With a 109° angle and V∞ 3864.1549 m/s, the 2L4 "closest approach" to Venus is 0.2290354646802355 / (3864.1549 * 3864.1549) * 3.24859E14. That is 4983 km. It's... better than Aldrin to Mars, at 4640 km over - rather into - Earth. Still, our girl has a 6050 km radius herself. Unless you are piloting the Pegasus from TNG I'd really not advise this. If it wasn't a ghost ship before . . .
Yeah, I knew it was going to be a "Powered Cycler", to be polite; nonballistic. So let's look at doi 10.2514/3.25519 to see what Aldrin, Byrnes, and Longuski did about it in 1993; back before S1L1 was a twinkle in the latter two's eyes.

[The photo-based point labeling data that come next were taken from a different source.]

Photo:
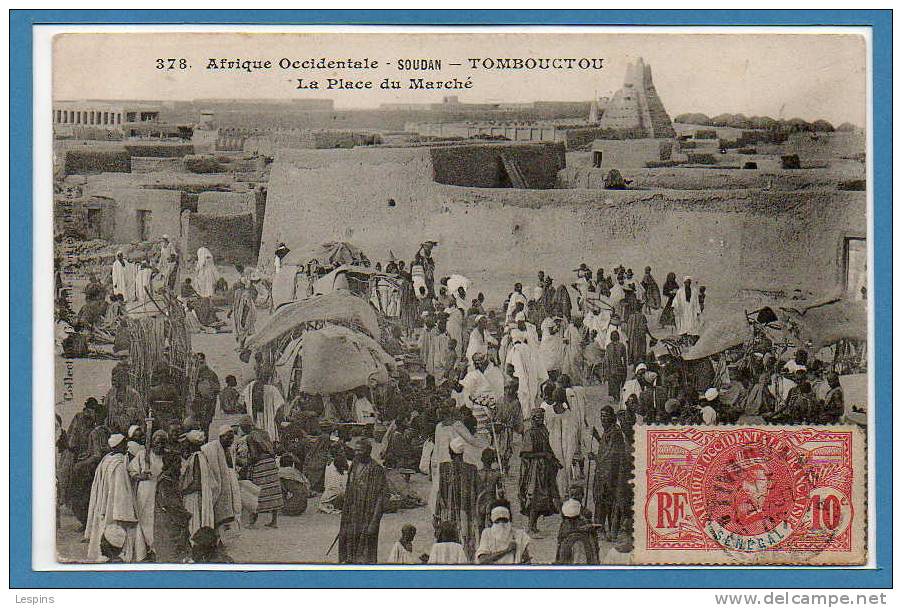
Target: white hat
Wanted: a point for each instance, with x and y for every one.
(571, 508)
(499, 512)
(115, 535)
(458, 445)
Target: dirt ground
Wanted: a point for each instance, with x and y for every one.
(302, 539)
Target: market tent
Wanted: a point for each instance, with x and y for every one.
(339, 278)
(330, 254)
(727, 332)
(334, 307)
(828, 323)
(336, 359)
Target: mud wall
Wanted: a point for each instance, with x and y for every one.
(226, 203)
(230, 238)
(480, 166)
(729, 240)
(161, 210)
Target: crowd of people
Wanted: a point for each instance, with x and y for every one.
(542, 395)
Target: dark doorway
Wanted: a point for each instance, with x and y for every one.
(144, 218)
(855, 263)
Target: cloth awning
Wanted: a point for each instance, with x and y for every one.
(336, 359)
(332, 307)
(333, 253)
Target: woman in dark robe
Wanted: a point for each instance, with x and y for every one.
(652, 291)
(409, 304)
(562, 303)
(263, 472)
(538, 473)
(170, 530)
(669, 290)
(636, 330)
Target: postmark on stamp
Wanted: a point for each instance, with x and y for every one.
(750, 495)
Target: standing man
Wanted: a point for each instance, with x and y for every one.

For that 1L1 cycler, a relatively small maneuver of about 230 m/s performed at aphelion of the cycler orbit can rotate the argument of periapsis by an amount sufficient to make the flyby of Earth occur at 1000 km above the surface
. What the three did was to look at the 15 (Earth) year cycle, which is 7 Mars years, to see what would happen to v∞ and closest-approach both over at Earth and Mars on each flyby.

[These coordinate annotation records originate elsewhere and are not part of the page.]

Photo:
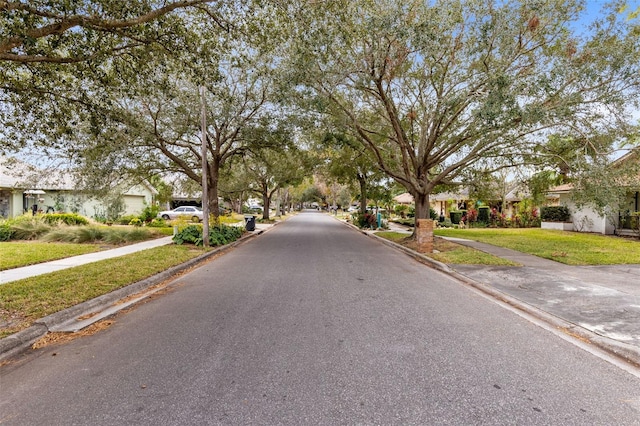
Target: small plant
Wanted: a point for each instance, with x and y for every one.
(484, 214)
(5, 232)
(157, 223)
(66, 218)
(366, 220)
(28, 227)
(218, 235)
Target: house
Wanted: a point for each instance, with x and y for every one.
(23, 186)
(619, 219)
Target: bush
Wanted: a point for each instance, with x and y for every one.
(455, 216)
(126, 220)
(70, 219)
(27, 227)
(367, 220)
(135, 222)
(218, 235)
(157, 223)
(93, 234)
(555, 214)
(483, 214)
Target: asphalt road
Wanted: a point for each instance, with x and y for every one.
(314, 323)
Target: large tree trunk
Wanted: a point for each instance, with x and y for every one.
(363, 193)
(423, 231)
(422, 205)
(266, 201)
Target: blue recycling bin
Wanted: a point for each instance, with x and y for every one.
(250, 222)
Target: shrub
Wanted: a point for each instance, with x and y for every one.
(366, 220)
(125, 220)
(66, 218)
(555, 214)
(27, 227)
(455, 216)
(92, 234)
(218, 235)
(471, 216)
(401, 210)
(157, 223)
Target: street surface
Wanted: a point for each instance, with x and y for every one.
(314, 323)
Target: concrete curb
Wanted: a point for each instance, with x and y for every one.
(626, 352)
(19, 342)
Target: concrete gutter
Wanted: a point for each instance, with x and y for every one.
(17, 343)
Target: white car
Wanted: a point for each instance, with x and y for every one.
(195, 213)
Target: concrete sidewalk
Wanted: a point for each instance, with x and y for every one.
(70, 262)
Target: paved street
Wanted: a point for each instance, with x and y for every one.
(314, 323)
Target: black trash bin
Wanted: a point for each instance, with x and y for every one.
(250, 222)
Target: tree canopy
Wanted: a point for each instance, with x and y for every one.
(438, 89)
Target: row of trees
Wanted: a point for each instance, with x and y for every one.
(424, 94)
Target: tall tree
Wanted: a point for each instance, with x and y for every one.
(436, 89)
(61, 60)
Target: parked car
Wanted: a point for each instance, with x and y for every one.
(195, 213)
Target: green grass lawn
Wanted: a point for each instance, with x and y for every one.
(449, 252)
(24, 301)
(571, 248)
(22, 253)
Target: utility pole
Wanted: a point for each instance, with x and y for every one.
(205, 184)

For us that would be 13 Venus years... 8 Earth. In our case 2L4 aphelion is, at first turn, where it is closest to Earth. It then hits aphelion thrice more before its journey down to perihelion, and up to Venus.
So what we do, I guess, is list all the maneuvres for a Synod A outbound in its four revolutions. Then the next four, and so on, until twenty are complete (equivalent to 20 Hohmann orbits: 10 synods, 16 Earth years &c.). Synod B likewise. Repeat for inbound.